The fort at Dorchester

The fort at Dorchester was built originally to help buffer Charles town from possible attacks by the French and their Indian allies from the interior of South Carolina during the French and Indian War . The fort was built between 1757 and 1760 on the Ashley River to store powder in its powder magize at the small trading town of Dorchester thirty miles up river from Charles Town. This was a key strategic site at the time with its location on the river and very close proximity to the main trading road network between Charles Town and the interior. Also its location near Bacon’s Bridge allowed for it to help defend it also since it was the key bridge in the road network leading to and from  Charles Town. Another fact about the fort was that the walls were built out of tabby, one of only two structures still standing today.



Once the threat of the French and their Indian Allies subsided, the fort was basically forgotten about until 1775 when the war of words between the colonies and England began to turn into a shooting war. At this point the brick armory was updated inside the fort to store military goods, gun powder, and important papers from Charleston for safe keeping.



Francis Marion
Francis Marion “the Swamp Fox” with command of  two companies of the Second South Carolina and local militia served as commander of the fort for a short time in late 1775. During his time there he put the fortification and military barracks in better military order for a possible attack by Tories rumored to be gathering for an attack against the fort. This threat soon dissipated and Marion was sent with his men to Fort Johnson in Charleston Harbor and later to military glory at the fort on Sullivan’s Island.


Thomas Sumter


 Thomas Sumter "The Gamecock" and his Sixth South Carolina were also stationed at Fort Dorchester to guard the powder magazine and military stores for three weeks in Febuary of 1777. 

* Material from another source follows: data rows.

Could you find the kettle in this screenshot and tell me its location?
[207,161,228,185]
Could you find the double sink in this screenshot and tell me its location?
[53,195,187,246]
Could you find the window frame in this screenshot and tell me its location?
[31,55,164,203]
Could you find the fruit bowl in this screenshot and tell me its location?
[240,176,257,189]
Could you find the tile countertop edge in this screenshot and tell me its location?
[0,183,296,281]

During the American Revolution the fort changed hands several times between the Americans and British. Some of the top military leaders of both sides of the war fought near or on the grounds of the fort. Military leaders such as Banastre Tarleston and his Green Dragoons of the British Legion, Lt. Col John Laurens with his calvary regiment, Lt. Col William Washington and his Light Dragoons, Lt. Col Henry Lee of “Light Horse Henry Lee fame and the father of  Robert E. Lee” along with his Legion all fighting near the fort at different times during the later part of the war between 1780-1781.

Light Horse Henry Lee
Lt. Col William Washington
                                                                                                                    













Once the American Revolution ended, the fort faded into history until 1969 when a local timber company donated the fort and its surrounding land to the state for a park. Thus the fort at Colonial Dorchester State Park and its rich history started to come to life to a whole new generation.